Pergi Lebih Baik Bagiku
Raisa
meringis menahan sakit, terlihat luka lecet di kakinya yang masih basah oleh
darah itu, terkena sedikit debu. Itu pasti debu jalanan yang ia lewati untuk
sampai di danau ini. Dengan mengayuh sepeda ontel yang lumayan berat itu, ia
mengayuhnya dengan sisa tenaga yang ia punya. Danau ini memang menjadi tempat
baginya ketika ia sedang dirundung sedih. Gadis berumur 12 tahun ini adalah
anak tunggal di keluarganya. Jika pada umumnya anak tunggal seringkali dimanja
tapi yang terjadi pada Raisa berbeda 180 derajat. Ia kerap menjadi
bulan-bulanan ayahnya yang doyan mabuk dan judi. Tidak hanya itu, ibunya yang bekerja
menjadi pembantu rumah tangga juga kerap bersikap keras padanya, cubitan yang
hingga membiru atau pukulan yang terasa pedas kerap dirasakan oleh Raisa.
Kali
ini ia menangis sesenggukan sambil terbaring di deretan kayu tepi danau itu. “Apa
yang salah denganku Tuhan? Hingga aku diberi cobaan sebesar ini?
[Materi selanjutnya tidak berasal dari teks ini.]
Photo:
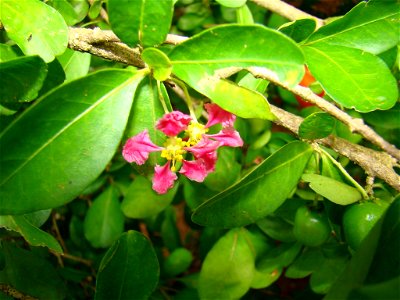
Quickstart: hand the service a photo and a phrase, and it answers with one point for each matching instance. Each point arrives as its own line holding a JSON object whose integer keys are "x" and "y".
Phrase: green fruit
{"x": 358, "y": 220}
{"x": 310, "y": 227}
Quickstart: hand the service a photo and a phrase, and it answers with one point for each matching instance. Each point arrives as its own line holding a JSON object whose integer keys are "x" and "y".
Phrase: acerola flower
{"x": 195, "y": 141}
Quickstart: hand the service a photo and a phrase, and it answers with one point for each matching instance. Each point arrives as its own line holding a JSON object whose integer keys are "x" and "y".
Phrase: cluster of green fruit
{"x": 312, "y": 227}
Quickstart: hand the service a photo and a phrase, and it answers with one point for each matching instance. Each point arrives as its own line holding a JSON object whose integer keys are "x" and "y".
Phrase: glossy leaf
{"x": 140, "y": 22}
{"x": 75, "y": 64}
{"x": 141, "y": 201}
{"x": 42, "y": 31}
{"x": 355, "y": 79}
{"x": 316, "y": 126}
{"x": 104, "y": 221}
{"x": 129, "y": 269}
{"x": 333, "y": 190}
{"x": 259, "y": 193}
{"x": 158, "y": 62}
{"x": 33, "y": 235}
{"x": 22, "y": 78}
{"x": 73, "y": 133}
{"x": 228, "y": 269}
{"x": 362, "y": 28}
{"x": 31, "y": 274}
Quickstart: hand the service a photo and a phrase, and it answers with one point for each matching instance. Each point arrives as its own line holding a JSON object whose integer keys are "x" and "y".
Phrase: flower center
{"x": 195, "y": 132}
{"x": 173, "y": 150}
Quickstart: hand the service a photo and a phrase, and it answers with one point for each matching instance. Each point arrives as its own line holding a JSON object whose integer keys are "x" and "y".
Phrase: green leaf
{"x": 299, "y": 30}
{"x": 104, "y": 221}
{"x": 129, "y": 269}
{"x": 73, "y": 133}
{"x": 141, "y": 201}
{"x": 316, "y": 126}
{"x": 33, "y": 235}
{"x": 140, "y": 22}
{"x": 202, "y": 61}
{"x": 333, "y": 190}
{"x": 352, "y": 77}
{"x": 159, "y": 63}
{"x": 31, "y": 274}
{"x": 22, "y": 78}
{"x": 362, "y": 28}
{"x": 228, "y": 268}
{"x": 42, "y": 31}
{"x": 259, "y": 193}
{"x": 75, "y": 64}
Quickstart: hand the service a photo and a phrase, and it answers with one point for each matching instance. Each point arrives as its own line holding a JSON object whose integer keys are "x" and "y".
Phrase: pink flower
{"x": 138, "y": 147}
{"x": 173, "y": 123}
{"x": 217, "y": 115}
{"x": 163, "y": 178}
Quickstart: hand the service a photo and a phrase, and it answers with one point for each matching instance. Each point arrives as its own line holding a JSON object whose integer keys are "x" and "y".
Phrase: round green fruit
{"x": 310, "y": 227}
{"x": 358, "y": 220}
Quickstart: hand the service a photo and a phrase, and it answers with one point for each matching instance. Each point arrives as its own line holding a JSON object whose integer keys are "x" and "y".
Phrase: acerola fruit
{"x": 358, "y": 220}
{"x": 311, "y": 228}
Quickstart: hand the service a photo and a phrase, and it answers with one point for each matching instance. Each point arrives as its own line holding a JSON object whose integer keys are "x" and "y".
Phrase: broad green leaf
{"x": 352, "y": 77}
{"x": 158, "y": 62}
{"x": 31, "y": 274}
{"x": 259, "y": 193}
{"x": 372, "y": 27}
{"x": 203, "y": 60}
{"x": 67, "y": 137}
{"x": 299, "y": 30}
{"x": 22, "y": 78}
{"x": 129, "y": 269}
{"x": 141, "y": 201}
{"x": 316, "y": 126}
{"x": 104, "y": 221}
{"x": 228, "y": 268}
{"x": 75, "y": 64}
{"x": 333, "y": 190}
{"x": 36, "y": 27}
{"x": 232, "y": 3}
{"x": 144, "y": 22}
{"x": 32, "y": 234}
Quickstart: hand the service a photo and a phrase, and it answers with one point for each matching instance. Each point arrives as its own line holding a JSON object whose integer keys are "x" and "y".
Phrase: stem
{"x": 344, "y": 172}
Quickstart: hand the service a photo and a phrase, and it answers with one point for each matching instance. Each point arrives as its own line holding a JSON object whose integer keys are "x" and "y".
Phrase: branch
{"x": 288, "y": 11}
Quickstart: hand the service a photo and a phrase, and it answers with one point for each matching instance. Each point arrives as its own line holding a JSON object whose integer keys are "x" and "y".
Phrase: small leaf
{"x": 352, "y": 77}
{"x": 42, "y": 31}
{"x": 158, "y": 62}
{"x": 33, "y": 235}
{"x": 316, "y": 126}
{"x": 333, "y": 190}
{"x": 22, "y": 78}
{"x": 140, "y": 22}
{"x": 228, "y": 268}
{"x": 141, "y": 201}
{"x": 104, "y": 221}
{"x": 259, "y": 193}
{"x": 129, "y": 269}
{"x": 362, "y": 28}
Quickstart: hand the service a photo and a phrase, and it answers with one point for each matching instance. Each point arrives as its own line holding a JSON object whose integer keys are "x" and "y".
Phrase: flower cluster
{"x": 184, "y": 136}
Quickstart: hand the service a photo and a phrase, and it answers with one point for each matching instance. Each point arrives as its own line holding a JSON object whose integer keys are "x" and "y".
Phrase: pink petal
{"x": 138, "y": 147}
{"x": 228, "y": 137}
{"x": 173, "y": 123}
{"x": 217, "y": 115}
{"x": 194, "y": 170}
{"x": 163, "y": 178}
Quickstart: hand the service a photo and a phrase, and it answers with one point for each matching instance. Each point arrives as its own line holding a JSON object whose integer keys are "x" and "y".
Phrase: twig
{"x": 286, "y": 10}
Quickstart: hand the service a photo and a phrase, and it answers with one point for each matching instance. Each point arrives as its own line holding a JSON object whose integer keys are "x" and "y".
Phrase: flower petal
{"x": 217, "y": 115}
{"x": 138, "y": 147}
{"x": 228, "y": 137}
{"x": 194, "y": 170}
{"x": 163, "y": 178}
{"x": 173, "y": 123}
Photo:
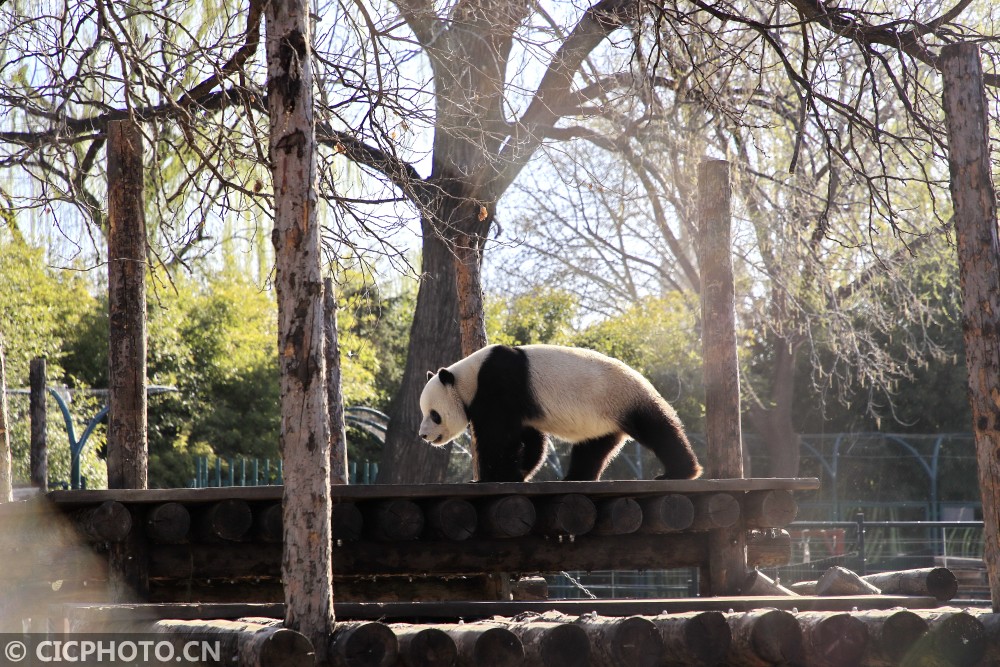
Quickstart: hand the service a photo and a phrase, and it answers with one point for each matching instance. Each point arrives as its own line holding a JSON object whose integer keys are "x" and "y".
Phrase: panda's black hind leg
{"x": 660, "y": 430}
{"x": 533, "y": 446}
{"x": 588, "y": 459}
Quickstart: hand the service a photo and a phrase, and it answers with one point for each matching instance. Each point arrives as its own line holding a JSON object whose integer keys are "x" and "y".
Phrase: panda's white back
{"x": 583, "y": 393}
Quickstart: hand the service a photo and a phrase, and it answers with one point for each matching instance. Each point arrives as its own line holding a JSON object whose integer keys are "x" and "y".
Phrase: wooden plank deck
{"x": 470, "y": 490}
{"x": 471, "y": 610}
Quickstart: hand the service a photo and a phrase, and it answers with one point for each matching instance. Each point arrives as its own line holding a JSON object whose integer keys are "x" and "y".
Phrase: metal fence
{"x": 865, "y": 547}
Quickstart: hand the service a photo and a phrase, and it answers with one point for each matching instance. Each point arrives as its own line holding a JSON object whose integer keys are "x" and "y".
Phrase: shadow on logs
{"x": 228, "y": 519}
{"x": 891, "y": 634}
{"x": 694, "y": 639}
{"x": 509, "y": 516}
{"x": 569, "y": 514}
{"x": 452, "y": 519}
{"x": 715, "y": 510}
{"x": 666, "y": 514}
{"x": 363, "y": 644}
{"x": 633, "y": 641}
{"x": 833, "y": 640}
{"x": 422, "y": 646}
{"x": 552, "y": 644}
{"x": 395, "y": 520}
{"x": 268, "y": 525}
{"x": 769, "y": 509}
{"x": 346, "y": 522}
{"x": 956, "y": 639}
{"x": 938, "y": 582}
{"x": 168, "y": 523}
{"x": 764, "y": 637}
{"x": 108, "y": 522}
{"x": 485, "y": 645}
{"x": 617, "y": 516}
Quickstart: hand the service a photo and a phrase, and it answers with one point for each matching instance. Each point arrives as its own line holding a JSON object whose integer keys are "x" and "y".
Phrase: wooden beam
{"x": 356, "y": 492}
{"x": 974, "y": 199}
{"x": 127, "y": 448}
{"x": 723, "y": 432}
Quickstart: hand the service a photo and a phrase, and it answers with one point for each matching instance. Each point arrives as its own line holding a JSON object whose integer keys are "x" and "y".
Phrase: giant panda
{"x": 515, "y": 397}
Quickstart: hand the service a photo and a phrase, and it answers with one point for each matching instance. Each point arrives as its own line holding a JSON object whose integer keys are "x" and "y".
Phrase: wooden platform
{"x": 355, "y": 492}
{"x": 224, "y": 544}
{"x": 449, "y": 611}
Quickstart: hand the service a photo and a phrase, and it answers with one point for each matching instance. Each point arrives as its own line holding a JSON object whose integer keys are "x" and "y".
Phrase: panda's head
{"x": 444, "y": 416}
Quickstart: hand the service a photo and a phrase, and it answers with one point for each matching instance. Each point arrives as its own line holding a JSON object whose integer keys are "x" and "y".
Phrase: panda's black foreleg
{"x": 499, "y": 456}
{"x": 661, "y": 431}
{"x": 588, "y": 459}
{"x": 533, "y": 446}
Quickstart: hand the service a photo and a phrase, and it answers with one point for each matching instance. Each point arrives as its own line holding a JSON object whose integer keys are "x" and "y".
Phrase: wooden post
{"x": 127, "y": 306}
{"x": 6, "y": 473}
{"x": 334, "y": 394}
{"x": 727, "y": 546}
{"x": 39, "y": 458}
{"x": 304, "y": 438}
{"x": 974, "y": 199}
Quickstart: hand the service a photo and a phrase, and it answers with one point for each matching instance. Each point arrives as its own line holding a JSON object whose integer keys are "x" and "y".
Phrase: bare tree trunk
{"x": 334, "y": 394}
{"x": 435, "y": 341}
{"x": 39, "y": 447}
{"x": 974, "y": 199}
{"x": 305, "y": 433}
{"x": 471, "y": 311}
{"x": 127, "y": 429}
{"x": 774, "y": 424}
{"x": 6, "y": 473}
{"x": 727, "y": 566}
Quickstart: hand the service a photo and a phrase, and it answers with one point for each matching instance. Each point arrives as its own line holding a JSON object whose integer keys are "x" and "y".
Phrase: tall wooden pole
{"x": 305, "y": 432}
{"x": 39, "y": 456}
{"x": 727, "y": 566}
{"x": 974, "y": 199}
{"x": 127, "y": 429}
{"x": 334, "y": 393}
{"x": 6, "y": 473}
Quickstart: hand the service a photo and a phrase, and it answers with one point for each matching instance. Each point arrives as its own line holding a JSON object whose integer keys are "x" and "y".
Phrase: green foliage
{"x": 40, "y": 308}
{"x": 214, "y": 339}
{"x": 541, "y": 316}
{"x": 659, "y": 338}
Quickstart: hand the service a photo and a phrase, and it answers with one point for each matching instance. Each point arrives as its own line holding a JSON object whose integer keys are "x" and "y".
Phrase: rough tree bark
{"x": 305, "y": 432}
{"x": 477, "y": 154}
{"x": 974, "y": 199}
{"x": 774, "y": 423}
{"x": 727, "y": 567}
{"x": 39, "y": 446}
{"x": 6, "y": 473}
{"x": 127, "y": 428}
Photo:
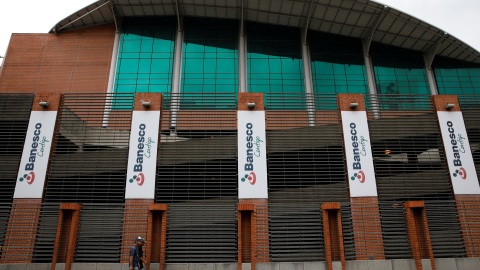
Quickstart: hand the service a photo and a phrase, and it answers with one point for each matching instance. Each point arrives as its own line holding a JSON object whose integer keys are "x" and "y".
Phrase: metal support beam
{"x": 307, "y": 23}
{"x": 242, "y": 55}
{"x": 111, "y": 78}
{"x": 176, "y": 76}
{"x": 372, "y": 86}
{"x": 367, "y": 41}
{"x": 79, "y": 18}
{"x": 428, "y": 57}
{"x": 308, "y": 81}
{"x": 116, "y": 19}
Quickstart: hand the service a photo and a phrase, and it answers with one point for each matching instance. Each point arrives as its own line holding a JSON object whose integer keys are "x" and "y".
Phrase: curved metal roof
{"x": 363, "y": 19}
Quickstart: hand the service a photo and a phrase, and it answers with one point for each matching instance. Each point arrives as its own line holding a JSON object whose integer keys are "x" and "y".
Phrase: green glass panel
{"x": 399, "y": 71}
{"x": 456, "y": 77}
{"x": 337, "y": 64}
{"x": 274, "y": 59}
{"x": 209, "y": 61}
{"x": 145, "y": 55}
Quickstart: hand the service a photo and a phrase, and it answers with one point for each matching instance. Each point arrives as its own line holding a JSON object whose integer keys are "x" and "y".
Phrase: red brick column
{"x": 418, "y": 233}
{"x": 153, "y": 232}
{"x": 135, "y": 224}
{"x": 22, "y": 225}
{"x": 259, "y": 229}
{"x": 137, "y": 218}
{"x": 70, "y": 226}
{"x": 468, "y": 209}
{"x": 467, "y": 205}
{"x": 329, "y": 243}
{"x": 22, "y": 229}
{"x": 367, "y": 227}
{"x": 259, "y": 219}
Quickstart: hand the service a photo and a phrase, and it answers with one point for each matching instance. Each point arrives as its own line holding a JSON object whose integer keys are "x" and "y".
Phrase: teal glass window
{"x": 210, "y": 56}
{"x": 456, "y": 77}
{"x": 337, "y": 64}
{"x": 399, "y": 71}
{"x": 145, "y": 58}
{"x": 274, "y": 59}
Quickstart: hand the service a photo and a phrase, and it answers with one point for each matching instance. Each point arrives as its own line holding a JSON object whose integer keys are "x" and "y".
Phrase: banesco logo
{"x": 457, "y": 162}
{"x": 140, "y": 179}
{"x": 357, "y": 165}
{"x": 360, "y": 175}
{"x": 141, "y": 154}
{"x": 29, "y": 177}
{"x": 30, "y": 166}
{"x": 252, "y": 178}
{"x": 250, "y": 154}
{"x": 460, "y": 172}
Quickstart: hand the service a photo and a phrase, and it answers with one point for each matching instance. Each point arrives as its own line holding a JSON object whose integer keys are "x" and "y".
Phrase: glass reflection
{"x": 274, "y": 59}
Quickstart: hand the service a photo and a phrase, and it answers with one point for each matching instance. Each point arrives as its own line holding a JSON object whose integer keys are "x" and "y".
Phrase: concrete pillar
{"x": 140, "y": 182}
{"x": 462, "y": 172}
{"x": 367, "y": 227}
{"x": 22, "y": 225}
{"x": 260, "y": 247}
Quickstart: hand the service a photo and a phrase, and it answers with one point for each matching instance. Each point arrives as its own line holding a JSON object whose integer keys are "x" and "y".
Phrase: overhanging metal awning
{"x": 361, "y": 19}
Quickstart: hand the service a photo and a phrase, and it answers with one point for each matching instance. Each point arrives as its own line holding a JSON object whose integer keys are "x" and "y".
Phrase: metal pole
{"x": 372, "y": 87}
{"x": 176, "y": 79}
{"x": 432, "y": 82}
{"x": 242, "y": 57}
{"x": 111, "y": 78}
{"x": 308, "y": 80}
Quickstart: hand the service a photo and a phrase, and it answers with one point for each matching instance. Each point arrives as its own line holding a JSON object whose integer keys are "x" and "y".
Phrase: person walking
{"x": 134, "y": 259}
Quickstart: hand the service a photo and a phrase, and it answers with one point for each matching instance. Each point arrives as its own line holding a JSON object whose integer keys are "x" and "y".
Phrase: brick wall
{"x": 72, "y": 62}
{"x": 135, "y": 224}
{"x": 22, "y": 229}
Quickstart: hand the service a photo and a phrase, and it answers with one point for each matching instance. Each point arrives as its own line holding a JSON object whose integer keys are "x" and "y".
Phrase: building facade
{"x": 240, "y": 134}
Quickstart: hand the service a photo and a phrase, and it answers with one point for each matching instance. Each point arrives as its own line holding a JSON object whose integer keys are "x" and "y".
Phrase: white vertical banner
{"x": 252, "y": 155}
{"x": 142, "y": 155}
{"x": 459, "y": 155}
{"x": 361, "y": 173}
{"x": 35, "y": 155}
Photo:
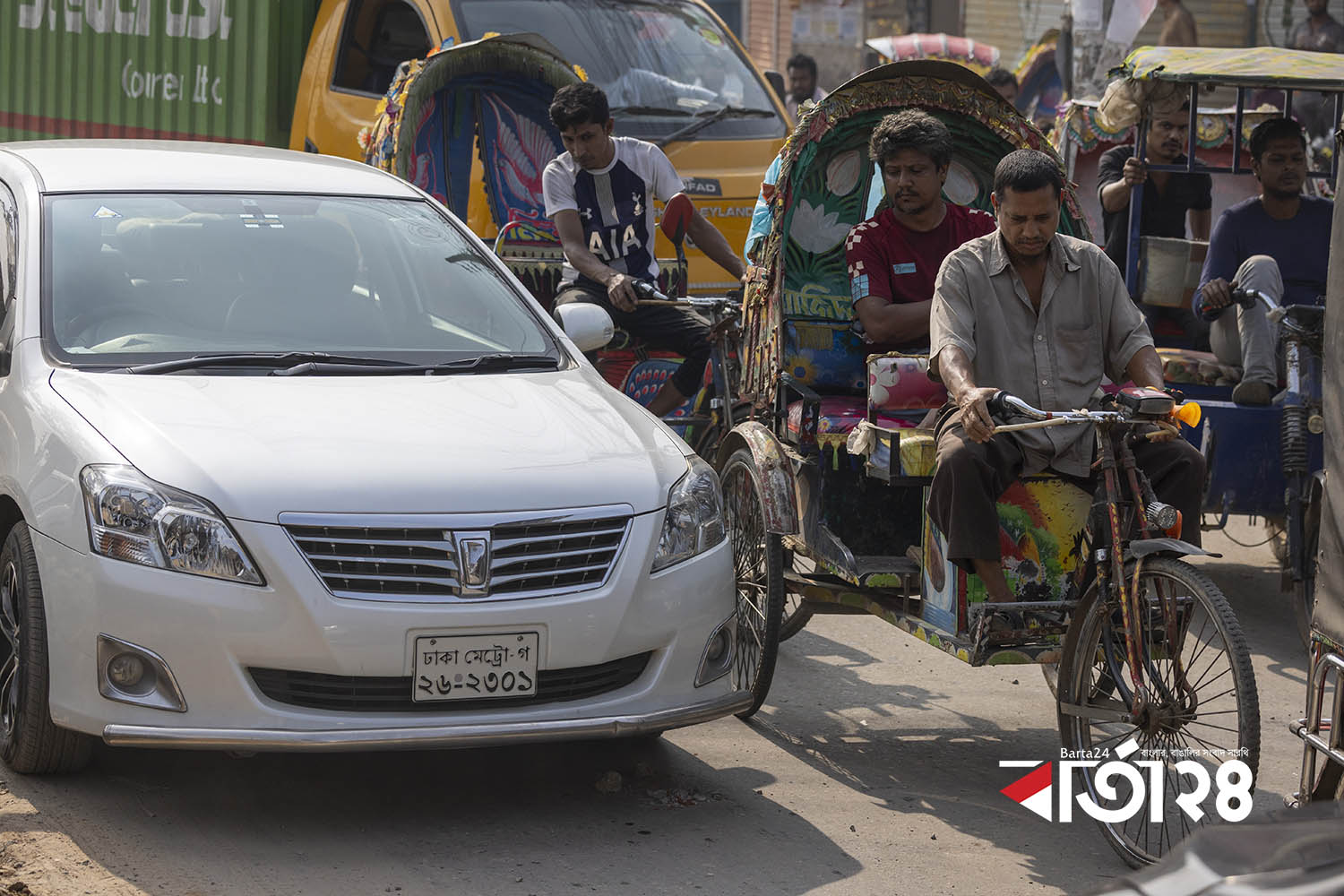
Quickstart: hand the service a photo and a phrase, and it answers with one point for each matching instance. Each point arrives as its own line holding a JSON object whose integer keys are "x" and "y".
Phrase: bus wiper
{"x": 481, "y": 363}
{"x": 257, "y": 359}
{"x": 650, "y": 110}
{"x": 706, "y": 118}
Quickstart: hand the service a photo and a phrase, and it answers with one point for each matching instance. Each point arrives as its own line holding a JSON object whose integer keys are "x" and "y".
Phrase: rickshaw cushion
{"x": 1202, "y": 368}
{"x": 825, "y": 355}
{"x": 900, "y": 383}
{"x": 840, "y": 414}
{"x": 1169, "y": 271}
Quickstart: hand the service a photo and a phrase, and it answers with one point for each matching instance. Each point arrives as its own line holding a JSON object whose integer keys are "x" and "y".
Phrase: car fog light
{"x": 718, "y": 653}
{"x": 131, "y": 673}
{"x": 125, "y": 670}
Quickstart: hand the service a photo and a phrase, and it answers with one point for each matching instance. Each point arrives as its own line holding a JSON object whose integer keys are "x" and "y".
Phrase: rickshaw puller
{"x": 599, "y": 194}
{"x": 1255, "y": 244}
{"x": 1042, "y": 316}
{"x": 894, "y": 257}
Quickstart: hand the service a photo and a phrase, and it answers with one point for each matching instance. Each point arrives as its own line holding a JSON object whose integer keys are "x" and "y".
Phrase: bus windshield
{"x": 663, "y": 64}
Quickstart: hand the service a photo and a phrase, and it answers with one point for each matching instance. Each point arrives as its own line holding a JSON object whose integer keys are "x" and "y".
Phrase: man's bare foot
{"x": 996, "y": 586}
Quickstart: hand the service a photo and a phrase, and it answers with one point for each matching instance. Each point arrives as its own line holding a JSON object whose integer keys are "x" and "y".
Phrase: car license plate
{"x": 475, "y": 667}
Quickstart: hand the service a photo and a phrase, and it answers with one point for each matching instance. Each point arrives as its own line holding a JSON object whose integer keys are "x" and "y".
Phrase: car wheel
{"x": 30, "y": 742}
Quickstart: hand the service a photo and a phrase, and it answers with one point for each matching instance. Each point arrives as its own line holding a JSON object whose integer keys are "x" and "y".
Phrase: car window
{"x": 659, "y": 61}
{"x": 155, "y": 277}
{"x": 378, "y": 37}
{"x": 8, "y": 250}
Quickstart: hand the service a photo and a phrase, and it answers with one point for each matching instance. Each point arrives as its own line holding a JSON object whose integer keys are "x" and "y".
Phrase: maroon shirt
{"x": 892, "y": 263}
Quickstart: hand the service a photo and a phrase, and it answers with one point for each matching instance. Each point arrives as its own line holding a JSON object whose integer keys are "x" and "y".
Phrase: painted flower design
{"x": 814, "y": 228}
{"x": 843, "y": 172}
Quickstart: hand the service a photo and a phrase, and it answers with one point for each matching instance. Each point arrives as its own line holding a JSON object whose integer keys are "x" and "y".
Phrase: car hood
{"x": 258, "y": 446}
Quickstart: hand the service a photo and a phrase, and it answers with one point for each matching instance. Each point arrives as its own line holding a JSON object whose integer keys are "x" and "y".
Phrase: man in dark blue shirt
{"x": 1277, "y": 244}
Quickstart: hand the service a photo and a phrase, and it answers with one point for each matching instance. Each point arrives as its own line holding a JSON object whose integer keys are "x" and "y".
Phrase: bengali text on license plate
{"x": 475, "y": 667}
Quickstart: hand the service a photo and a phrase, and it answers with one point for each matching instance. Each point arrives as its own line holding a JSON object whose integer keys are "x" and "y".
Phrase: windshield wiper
{"x": 706, "y": 118}
{"x": 650, "y": 110}
{"x": 258, "y": 359}
{"x": 478, "y": 365}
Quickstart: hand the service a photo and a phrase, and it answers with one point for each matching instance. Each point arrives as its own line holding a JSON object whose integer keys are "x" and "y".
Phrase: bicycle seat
{"x": 1305, "y": 316}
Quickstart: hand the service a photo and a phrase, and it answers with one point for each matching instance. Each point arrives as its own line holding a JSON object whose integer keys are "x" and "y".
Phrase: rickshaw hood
{"x": 258, "y": 446}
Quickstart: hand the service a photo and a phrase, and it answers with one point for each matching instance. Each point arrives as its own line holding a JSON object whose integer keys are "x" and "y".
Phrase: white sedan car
{"x": 288, "y": 461}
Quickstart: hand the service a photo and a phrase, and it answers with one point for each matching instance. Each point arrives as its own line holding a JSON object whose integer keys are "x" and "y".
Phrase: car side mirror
{"x": 588, "y": 325}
Saat
teman-teman seusiaku mendapat perhatian dari orang tuanya. Tapi apa yang
terjadi denganku justru sebaliknya, setiap hari aku dimarahi dan dipukuli jika
uang hasil jualan cuma sedikit”, ucapnya protes kepada Tuhan atas segala derita
yang ia rasakan.
Sehari-hari Raisa berjualan gorengan sepulang sekolah.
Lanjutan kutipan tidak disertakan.